The hotel is aiming for five-star status and a central role in Hanoi’s new master plan with its location on a 19-acre site next to a man-made lake and the National Convention Center. Local media reports cited the project’s cost at $130 million when it was unveiled in 2009. In addition to two ballrooms, three restaurants, a parking garage and a full complement of standard hotel amenities, the new venue will have a glass-enclosed rooftop swimming pool supported on a cantilever frame. The building spreads out at various elevations, with some reaching four stories and others up to the seventh and eighth floors. The pool sits at the highest level.

“This is a very unique and rare use of cantilevers.”
—Seokkwon Jang, Leslie E. Robertson Associates

Foundation work finished in December 2010 and crews are currently building out the reinforced concrete superstructure, with topping out slated for July, says Michael Doring, project director for Turner International. Other current tasks include MEP coordination, structural steel fabrication for the cantilever truss systems and completion of a guest-room mock-up. The building will be enclosed by October and the facade erected by December, he adds. Doring says the building will employ nearly 70,000 cu yd of concrete, 9,500 tons of rebar and 2,300 tons of structural steel.

Turner’s New York office played a big role in developing the guest-room mock-up, a task aimed at establishing quality standards for the interior finishes and an installation model for MEP services, Doring says. “Our N.Y.C. office did a 3D model of the mock-up room for clash detection and general coordination,” he adds. “The model is also being used to show proposed MEP revisions of the mock-up based on Marriott and Bitexco review comments.”

In addition, teams led by Zapata’s Montalto and LERA’s Seokkwon Jang, a senior associate on the structural design, are also based in New York and handled many key tasks from the Big Apple. A big part of their focus was the cantilever frame design. Its complexity prompted Zapata to bring on LERA to work on the plan to merge the steel trusses of the main cantilevers into the reinforced concrete frame, he adds.

“This is a very unique and rare use of cantilevers,” LERA’s Jang says.

Varied Truss Structures

Each truss structure is unique, jutting certain floors out over the building edge at varying lengths and in distinct shapes and sizes. For instance, the 180-ft-long northern truss will hold guest rooms, with about 90 ft cantilevered and 90 ft of a back span that connects to the concrete superstructure. The truss will be more than 10 ft at its deepest point.

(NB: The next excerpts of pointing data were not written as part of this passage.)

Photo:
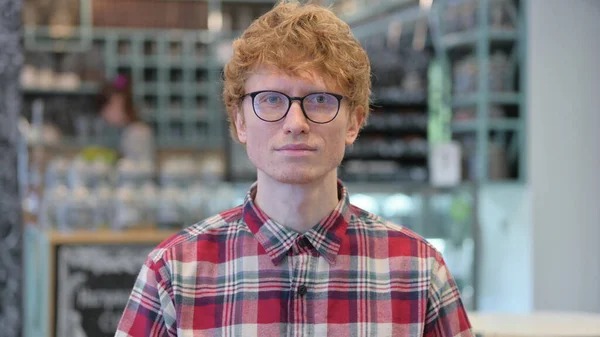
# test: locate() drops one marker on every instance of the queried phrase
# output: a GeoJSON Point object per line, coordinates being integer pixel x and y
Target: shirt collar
{"type": "Point", "coordinates": [276, 239]}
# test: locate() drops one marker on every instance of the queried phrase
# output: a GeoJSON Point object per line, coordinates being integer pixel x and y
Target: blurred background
{"type": "Point", "coordinates": [483, 138]}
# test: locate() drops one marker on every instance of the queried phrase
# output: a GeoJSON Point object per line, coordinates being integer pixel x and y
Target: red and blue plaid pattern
{"type": "Point", "coordinates": [242, 274]}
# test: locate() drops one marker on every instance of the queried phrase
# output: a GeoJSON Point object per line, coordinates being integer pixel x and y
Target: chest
{"type": "Point", "coordinates": [303, 295]}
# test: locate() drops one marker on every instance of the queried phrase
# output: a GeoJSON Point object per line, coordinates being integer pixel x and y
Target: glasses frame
{"type": "Point", "coordinates": [291, 100]}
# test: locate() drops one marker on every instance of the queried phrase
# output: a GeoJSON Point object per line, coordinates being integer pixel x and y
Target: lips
{"type": "Point", "coordinates": [296, 147]}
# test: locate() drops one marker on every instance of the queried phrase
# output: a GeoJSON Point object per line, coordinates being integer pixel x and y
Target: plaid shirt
{"type": "Point", "coordinates": [242, 274]}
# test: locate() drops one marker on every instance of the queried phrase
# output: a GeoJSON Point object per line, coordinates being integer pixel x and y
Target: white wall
{"type": "Point", "coordinates": [564, 152]}
{"type": "Point", "coordinates": [505, 273]}
{"type": "Point", "coordinates": [540, 243]}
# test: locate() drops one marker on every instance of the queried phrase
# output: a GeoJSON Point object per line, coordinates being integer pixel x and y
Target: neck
{"type": "Point", "coordinates": [297, 206]}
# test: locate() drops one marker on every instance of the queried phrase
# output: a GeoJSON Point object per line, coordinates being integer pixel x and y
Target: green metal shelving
{"type": "Point", "coordinates": [178, 93]}
{"type": "Point", "coordinates": [480, 40]}
{"type": "Point", "coordinates": [499, 98]}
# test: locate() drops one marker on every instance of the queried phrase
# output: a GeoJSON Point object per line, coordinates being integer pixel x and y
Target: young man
{"type": "Point", "coordinates": [296, 259]}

Dimensions for the “swimming pool” cantilever frame differ, in part, because it uses parallel twin trusses roughly 5 ft apart. One cantilevered portion of this section extends nearly 70 ft while the other stretches about 26 ft, though they have identical back spans of about 78 ft.

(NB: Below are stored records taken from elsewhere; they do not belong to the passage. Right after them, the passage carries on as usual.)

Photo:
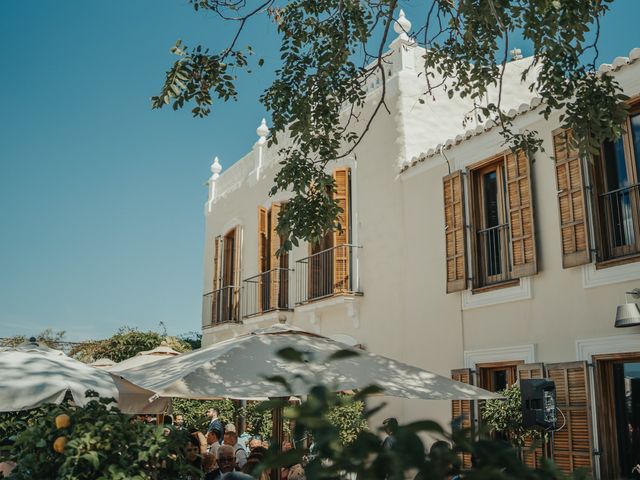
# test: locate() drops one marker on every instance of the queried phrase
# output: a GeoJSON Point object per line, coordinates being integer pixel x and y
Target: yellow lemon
{"type": "Point", "coordinates": [63, 421]}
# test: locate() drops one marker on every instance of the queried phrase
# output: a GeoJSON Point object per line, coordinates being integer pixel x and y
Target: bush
{"type": "Point", "coordinates": [505, 417]}
{"type": "Point", "coordinates": [94, 442]}
{"type": "Point", "coordinates": [195, 411]}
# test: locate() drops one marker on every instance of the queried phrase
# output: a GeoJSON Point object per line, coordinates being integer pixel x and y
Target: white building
{"type": "Point", "coordinates": [431, 210]}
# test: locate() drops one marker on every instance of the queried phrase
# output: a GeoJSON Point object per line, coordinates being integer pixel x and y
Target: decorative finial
{"type": "Point", "coordinates": [216, 168]}
{"type": "Point", "coordinates": [402, 26]}
{"type": "Point", "coordinates": [516, 54]}
{"type": "Point", "coordinates": [262, 131]}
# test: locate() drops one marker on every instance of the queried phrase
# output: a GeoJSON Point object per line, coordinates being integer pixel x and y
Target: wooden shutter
{"type": "Point", "coordinates": [462, 410]}
{"type": "Point", "coordinates": [274, 265]}
{"type": "Point", "coordinates": [237, 278]}
{"type": "Point", "coordinates": [532, 457]}
{"type": "Point", "coordinates": [218, 249]}
{"type": "Point", "coordinates": [520, 215]}
{"type": "Point", "coordinates": [572, 444]}
{"type": "Point", "coordinates": [571, 201]}
{"type": "Point", "coordinates": [454, 231]}
{"type": "Point", "coordinates": [262, 253]}
{"type": "Point", "coordinates": [341, 260]}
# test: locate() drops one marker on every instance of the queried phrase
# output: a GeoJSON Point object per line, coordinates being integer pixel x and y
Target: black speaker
{"type": "Point", "coordinates": [538, 403]}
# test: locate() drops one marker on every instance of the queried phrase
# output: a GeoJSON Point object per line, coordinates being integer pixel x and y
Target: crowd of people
{"type": "Point", "coordinates": [219, 452]}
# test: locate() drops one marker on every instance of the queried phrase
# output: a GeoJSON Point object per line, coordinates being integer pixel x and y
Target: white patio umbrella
{"type": "Point", "coordinates": [32, 378]}
{"type": "Point", "coordinates": [163, 352]}
{"type": "Point", "coordinates": [238, 368]}
{"type": "Point", "coordinates": [32, 345]}
{"type": "Point", "coordinates": [103, 363]}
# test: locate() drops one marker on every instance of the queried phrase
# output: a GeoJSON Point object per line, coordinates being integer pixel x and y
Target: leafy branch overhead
{"type": "Point", "coordinates": [330, 49]}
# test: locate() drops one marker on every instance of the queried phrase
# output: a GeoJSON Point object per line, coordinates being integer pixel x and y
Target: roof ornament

The southern truss is a two-level system, with one branch above the seventh floor and the other below the fifth floor to support a cantilever frame that holds about 14 guest rooms on the fifth and sixth floors, Jang says. That southern cantilevered portion reaches as far as 131 ft. The “western” cantilever frame is made of reinforced concrete, extending about 50 ft, with another 60 ft of back span.

Jang says one common element is that the main truss chords use very heavy steel wide flanges or reinforced plates.

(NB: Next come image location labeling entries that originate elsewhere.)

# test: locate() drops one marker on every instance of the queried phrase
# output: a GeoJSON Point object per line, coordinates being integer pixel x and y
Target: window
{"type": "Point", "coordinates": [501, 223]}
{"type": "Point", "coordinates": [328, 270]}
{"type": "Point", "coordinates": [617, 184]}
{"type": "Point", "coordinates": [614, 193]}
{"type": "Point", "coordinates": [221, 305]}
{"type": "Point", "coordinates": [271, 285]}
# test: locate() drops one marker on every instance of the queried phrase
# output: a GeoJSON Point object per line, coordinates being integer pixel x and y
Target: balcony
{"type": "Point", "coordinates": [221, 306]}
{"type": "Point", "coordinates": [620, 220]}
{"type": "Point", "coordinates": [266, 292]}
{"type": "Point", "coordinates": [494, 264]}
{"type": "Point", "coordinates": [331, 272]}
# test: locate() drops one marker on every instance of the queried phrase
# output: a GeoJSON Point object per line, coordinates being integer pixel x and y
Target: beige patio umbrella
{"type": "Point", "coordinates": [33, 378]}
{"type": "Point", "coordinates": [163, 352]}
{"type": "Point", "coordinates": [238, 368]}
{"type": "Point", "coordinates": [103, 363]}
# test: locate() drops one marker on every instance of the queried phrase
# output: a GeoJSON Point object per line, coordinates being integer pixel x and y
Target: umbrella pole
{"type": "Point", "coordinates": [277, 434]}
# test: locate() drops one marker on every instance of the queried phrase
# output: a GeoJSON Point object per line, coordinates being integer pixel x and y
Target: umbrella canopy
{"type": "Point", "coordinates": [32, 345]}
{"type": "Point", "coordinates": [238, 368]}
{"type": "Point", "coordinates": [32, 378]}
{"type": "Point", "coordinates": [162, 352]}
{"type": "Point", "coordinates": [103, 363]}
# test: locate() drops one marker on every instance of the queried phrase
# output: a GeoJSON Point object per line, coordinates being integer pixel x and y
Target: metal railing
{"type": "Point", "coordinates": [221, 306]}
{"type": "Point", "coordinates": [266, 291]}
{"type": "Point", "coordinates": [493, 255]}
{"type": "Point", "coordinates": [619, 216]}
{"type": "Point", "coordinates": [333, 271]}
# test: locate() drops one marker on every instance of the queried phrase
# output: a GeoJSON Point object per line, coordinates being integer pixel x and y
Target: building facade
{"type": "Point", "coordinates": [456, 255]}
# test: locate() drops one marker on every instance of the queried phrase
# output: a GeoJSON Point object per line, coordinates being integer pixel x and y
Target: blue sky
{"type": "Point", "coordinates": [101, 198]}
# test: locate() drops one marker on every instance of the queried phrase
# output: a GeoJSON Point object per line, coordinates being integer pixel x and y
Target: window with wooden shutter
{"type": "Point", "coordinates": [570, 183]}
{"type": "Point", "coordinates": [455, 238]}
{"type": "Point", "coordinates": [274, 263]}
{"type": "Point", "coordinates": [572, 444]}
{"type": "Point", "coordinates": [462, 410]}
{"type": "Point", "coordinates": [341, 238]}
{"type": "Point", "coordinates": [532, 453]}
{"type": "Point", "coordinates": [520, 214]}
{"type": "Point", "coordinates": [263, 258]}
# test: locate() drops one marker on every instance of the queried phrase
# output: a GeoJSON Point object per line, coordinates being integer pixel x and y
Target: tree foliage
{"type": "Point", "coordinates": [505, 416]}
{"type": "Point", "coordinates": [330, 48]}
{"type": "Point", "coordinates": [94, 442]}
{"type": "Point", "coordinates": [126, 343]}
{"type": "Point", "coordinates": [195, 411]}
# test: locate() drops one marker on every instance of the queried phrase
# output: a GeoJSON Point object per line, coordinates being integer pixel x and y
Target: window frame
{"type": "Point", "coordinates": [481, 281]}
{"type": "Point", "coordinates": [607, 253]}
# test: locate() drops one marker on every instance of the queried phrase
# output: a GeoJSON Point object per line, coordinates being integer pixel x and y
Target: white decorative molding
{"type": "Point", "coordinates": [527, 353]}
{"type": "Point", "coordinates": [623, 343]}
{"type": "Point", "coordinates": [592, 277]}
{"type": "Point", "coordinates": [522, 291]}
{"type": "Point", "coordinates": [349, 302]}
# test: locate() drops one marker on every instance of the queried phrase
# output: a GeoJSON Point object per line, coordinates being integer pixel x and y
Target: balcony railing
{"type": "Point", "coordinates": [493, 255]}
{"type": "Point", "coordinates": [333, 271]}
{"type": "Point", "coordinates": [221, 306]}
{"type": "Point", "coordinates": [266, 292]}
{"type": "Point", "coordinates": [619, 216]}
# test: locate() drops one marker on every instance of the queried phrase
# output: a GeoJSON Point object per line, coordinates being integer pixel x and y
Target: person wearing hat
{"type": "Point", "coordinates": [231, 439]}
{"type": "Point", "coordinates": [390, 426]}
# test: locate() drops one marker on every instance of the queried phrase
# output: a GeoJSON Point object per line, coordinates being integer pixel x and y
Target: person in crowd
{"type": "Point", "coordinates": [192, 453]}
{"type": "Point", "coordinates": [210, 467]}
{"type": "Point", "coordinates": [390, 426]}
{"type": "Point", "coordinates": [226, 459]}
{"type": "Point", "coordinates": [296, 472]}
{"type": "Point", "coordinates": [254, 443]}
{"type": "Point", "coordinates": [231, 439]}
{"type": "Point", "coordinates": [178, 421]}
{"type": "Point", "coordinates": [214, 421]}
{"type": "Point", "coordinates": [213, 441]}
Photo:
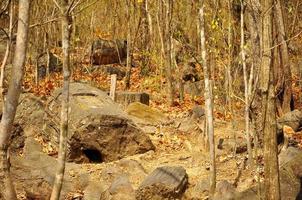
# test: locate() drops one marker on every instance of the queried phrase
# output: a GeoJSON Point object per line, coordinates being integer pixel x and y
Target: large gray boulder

Another unifying structural theme is the building’s outward slope, with cantilever frames stretching each floor out about 4 ft from the one below it. At the top, the eighth floor is about 26 ft off of the building base.

Doring expects the project’s truss work, which begins in May, to be very challenging as “detailed construction sequences and stringent quality control are required to control deflections and distribute loads properly.”